Question

A farmer plants transgenic Bt corn that is genetically modified to produce its own insecticide. Of the corn borer larvae feeding on these Bt crop plants, only 10 percent survive unless they have at least one copy of the dominant resistance allele \(B\) that confers resistance to the Bt insecticide. When the farmer first plants Bt corn, the frequency of the \(B\) resistance allele in the corn borer population is \(0.02 .\) What will be the frequency of the resistance allele after one generation of corn borers have fed on Bt corn?

Short answer

Answer: After one generation of feeding on Bt corn, the frequency of the resistance allele "B" in the corn borer population is approximately 0.1736 or 17.36%.

Step-by-step solution

Identify the initial allele frequencies

The problem states that the initial frequency of the resistance allele 'B' is 0.02. Since the 'B' allele is dominant, we are given that 10% of corn borer larvae survive if they have at least one copy of this allele. The remaining 90% of the larvae that do not have the resistance allele die off. Let 'b' represent the non-resistant allele. Given that there are only two alleles in the population, the frequency of the non-resistant allele 'b' is 1 - 0.02 = 0.98.

Determine initial genotype frequencies using Hardy-Weinberg principle

According to the Hardy-Weinberg principle, the genotype frequencies can be found using the equation: \(p^2 + 2pq + q^2 = 1\), where p represents the frequency of one allele and q represents the frequency of the other allele. In our case, p = B and q = b. \(BB\) frequency = \((0.02)^2 = 0.0004\) \(Bb\) frequency = \(2(0.02)(0.98) = 0.0392\) \(bb\) frequency = \((0.98)^2 = 0.9604\)

Evaluate the next generation's allele frequency after the selective pressure

In the next generation, only 10% of the non-resistant larvae (\(bb\)) survive after feeding on the Bt corn. So the new frequency of \(bb\) genotype is reduced to 10% of its initial value, which is 0.1 × 0.9604 = 0.09604. Now we can update the genotype frequencies to account for the selection pressure: New \(BB\) frequency = 0.0004 New \(Bb\) frequency = 0.0392 New \(bb\) frequency = 0.09604 The total frequencies should still sum up to 1, so we can normalize the frequencies: Normalized \(BB\) frequency = \(\frac{0.0004}{0.0004 + 0.0392 + 0.09604} = 0.0035\) Normalized \(Bb\) frequency = \(\frac{0.0392}{0.0004 + 0.0392 + 0.09604} = 0.3402\) Normalized \(bb\) frequency = \(\frac{0.09604}{0.0004 + 0.0392 + 0.09604} = 0.6563\)

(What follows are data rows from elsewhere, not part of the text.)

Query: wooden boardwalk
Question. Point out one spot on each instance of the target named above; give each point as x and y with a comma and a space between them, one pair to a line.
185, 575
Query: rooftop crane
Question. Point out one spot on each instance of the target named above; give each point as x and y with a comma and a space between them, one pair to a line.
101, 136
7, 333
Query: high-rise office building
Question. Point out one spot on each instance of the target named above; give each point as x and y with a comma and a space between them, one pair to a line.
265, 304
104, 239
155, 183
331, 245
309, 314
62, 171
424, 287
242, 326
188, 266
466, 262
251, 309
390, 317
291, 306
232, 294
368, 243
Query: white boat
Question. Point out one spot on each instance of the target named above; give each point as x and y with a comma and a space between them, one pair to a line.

Calculate the frequency of allele 'B' after selection

To find the frequency of resistance allele 'B' after one generation, we can use the genotype frequencies as follows: New 'B' frequency = (2 * Normalized \(BB\) frequency + Normalized \(Bb\) frequency) / 2 = \((2*0.0035+0.3402)/2 = 0.1736\) So, after one generation of corn borers feeding on Bt corn, the frequency of resistance allele 'B' in the population will be around 0.1736 or 17.36%.